Aumenti a due cifre per le esportazioni del lattiero-caseario, agli allevatori nemmeno le briciole
Il report provincia per provincia dell’organizzazione sindacale degli agricoltori
Al latte alla stalla riconosciuto un centesimo di aumento, al supermercato +15 centesimi
Vola l’export dei prodotti caseari pugliesi, resta a terra invece il prezzo del latte alla stalla che è all’origine di quel successo senza però raccogliere ‘dividendi’. Dall’autunno dell’anno scorso, si è ulteriormente ampliato il divario tra chi guadagna tanto e chi ha difficoltà a coprire i costi di produzione. Al supermercato, a novembre scorso un litro di latte fresco di buona qualità costava 1,65 euro, adesso è ulteriormente aumentato arrivando a toccare anche un euro e ottanta centesimi; lo stesso latte, lo scorso autunno veniva pagato al produttore 40 centesimi e oggi 41: un ‘aumento’ misero, irrilevante, che sa di beffa sia di fronte ai guadagni di trasformatori e Grande Distribuzione sia davanti ai rincari folli dei costi di produzione.
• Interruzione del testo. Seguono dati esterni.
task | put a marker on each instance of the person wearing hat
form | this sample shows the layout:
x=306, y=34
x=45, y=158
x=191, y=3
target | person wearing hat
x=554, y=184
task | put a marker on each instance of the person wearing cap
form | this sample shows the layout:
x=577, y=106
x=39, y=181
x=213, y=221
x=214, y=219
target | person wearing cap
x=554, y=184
BARI, ALLEVATORI NEL TRITACARNE. Gli accordi, sia quello raggiunto in Puglia sia l’intesa a livello nazionale, sono rimasti lettera morta. Nell’area metropolitana di Bari, gli allevatori si trovano tra l’incudine di prezzi troppo bassi riconosciuti al latte alla stalla e il martello di costi insostenibili su mangimi, energia elettrica, materie prime, carburante.
BRINDISI E TARANTO. Stessa situazione nell’area della Murgia Tarantina e nel Brindisino, proprio laddove la qualità del latte alla stalla raggiunge livelli di assoluta eccellenza, come nella Murgia barese. Di questo passo gli allevatori saranno costretti a chiudere o a contrarre fortemente gli investimenti, e questo naturalmente avrebbe ripercussioni drammatiche sia dal punto di vista economico-occupazionale sia sugli stessi standard qualitativi del prodotto.
FOGGIA E BAT. Sul Gargano, dove si concentra il maggior numero di allevamenti bovini del Foggiano, e nella BAT le cose non vanno meglio. Senza il latte prodotto dagli allevatori non c’è burrata, non ci sono mozzarelle e caciocavallo, la filiera si ferma. A quel latte, al buon latte pugliese, e al lavoro necessario per ottenerlo – dalla nutrizione e cura degli animali alla gestione degli impianti, fino agli stipendi dei dipendenti – deve essere riconosciuto il giusto valore.
SALENTO NELLA MORSA. Soffre degli stessi mali la zootecnia salentina, stretta nella morsa di rincari, prezzi bassi del latte alla stalla e difficoltà aggiuntive dovute a siccità ed eventi climatici estremi degli ultimi mesi. Il protocollo d’intesa regionale, sottoscritto dai rappresentanti di tutta la filiera lo scorso ottobre, aveva generato qualche speranza, ma gli accordi non sono stati rispettati, si specula sulla necessità dei produttori di vendere il prodotto per recuperare almeno in parte le ingenti spese di produzione.
SETTORE COL FIATO CORTO. “La situazione è pressoché la medesima in ciascun territorio della Puglia da cui ci arrivano giornalmente segnalazioni di difficoltà crescenti e drammatiche”, ha dichiarato Raffaele Carrabba, presidente regionale di CIA Agricoltori Italiani della Puglia, l’organizzazione sindacale degli agricoltori che da anni sta lavorando all’aggregazione delle imprese agricole e zootecniche per rafforzarne il potere contrattuale, l’implementazione di filiere complete che accresce il valore aggiunto, l’internazionalizzazione delle aziende. “L’aumento di uno o due centesimi riconosciuto ai produttori è stato ampiamente fagocitato dai rincari molto più consistenti di energia elettrica, gasolio, mangimi, concimi e materie prime. Per andare oltre la sopravvivenza stentata e scongiurare il rischio chiusura, bisogna aiutare le imprese agricole a essere davvero le principali protagoniste di una svolta. I livelli istituzionali, però, devono darci una mano, altrimenti l’impoverimento economico e occupazionale rischia di trasformare la Puglia in un deserto”, ha concluso Carrabba.